20.06.22
Não há mal nenhum em ter esperança. Um tipo vai registar o totoloto e espera a sorte, mas o que os desesperados nos ensinam é que a esperança é um acidente . Primo Levi em entrevista à Germaine Greer ( The Literary Review , Nov. 1985): Cada sobrevivente representa uma excepção, um milagre, um ser com um destino particular.
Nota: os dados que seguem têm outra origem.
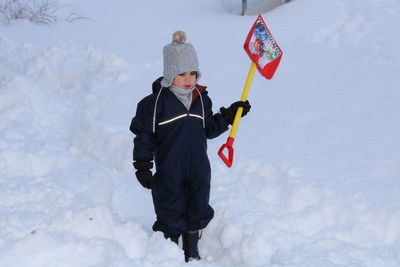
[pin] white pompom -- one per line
(179, 37)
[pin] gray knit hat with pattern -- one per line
(179, 57)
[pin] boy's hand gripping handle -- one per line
(229, 160)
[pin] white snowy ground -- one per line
(316, 178)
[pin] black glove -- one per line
(230, 113)
(143, 173)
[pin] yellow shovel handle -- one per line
(245, 93)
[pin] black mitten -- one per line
(230, 113)
(143, 173)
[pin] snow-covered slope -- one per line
(315, 181)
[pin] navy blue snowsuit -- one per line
(176, 138)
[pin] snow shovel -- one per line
(265, 55)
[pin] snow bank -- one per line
(322, 194)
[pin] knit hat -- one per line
(179, 57)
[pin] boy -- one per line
(172, 126)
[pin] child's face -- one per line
(186, 80)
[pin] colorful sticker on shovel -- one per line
(262, 48)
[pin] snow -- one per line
(315, 179)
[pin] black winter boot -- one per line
(189, 241)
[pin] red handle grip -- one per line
(228, 160)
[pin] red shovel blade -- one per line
(228, 160)
(262, 48)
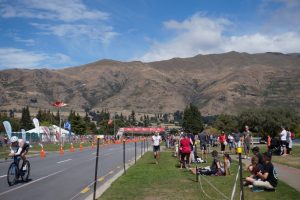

Esta história só a conto porque existe um processo clínico com ela e uma testemunha ( o meu irmão neurologista que trabalha comigo):
Quando a conheci era uma lavradora reformada de 70 e muitos. Em nova perdeu dois filhos de uma vez. O marido tinha comprado uma caçadeira e deixou-a encostada a um canto do logradouro, com uma caixa de cartuchos ao lado. Os dois miúdos pequenos brincavam sentados. Um irmão da senhora, na altura ainda gaiato, quis chumbos para a fisga e abriu um par de cartuchos. Feito o trabalho fumou um cigarro, saiu e atirou a beata sem olhar. Os miúdos moreram assados como leitões no meio da palha e da carqueja. Passados uns anos outro filho meteu-se na droga e acabou preso no Linhó. Mais uma volta da ampulheta e a senhora lerpou duas mastectomias: radical à esquerda, parcial à direita. Cinco anos volvidos o marido sofreu um AVC e acamou em casa; sofreu outro e morreu no mês anterior a ela vir à consulta. A lavradora queria viver, queria "tratamento para a depressão".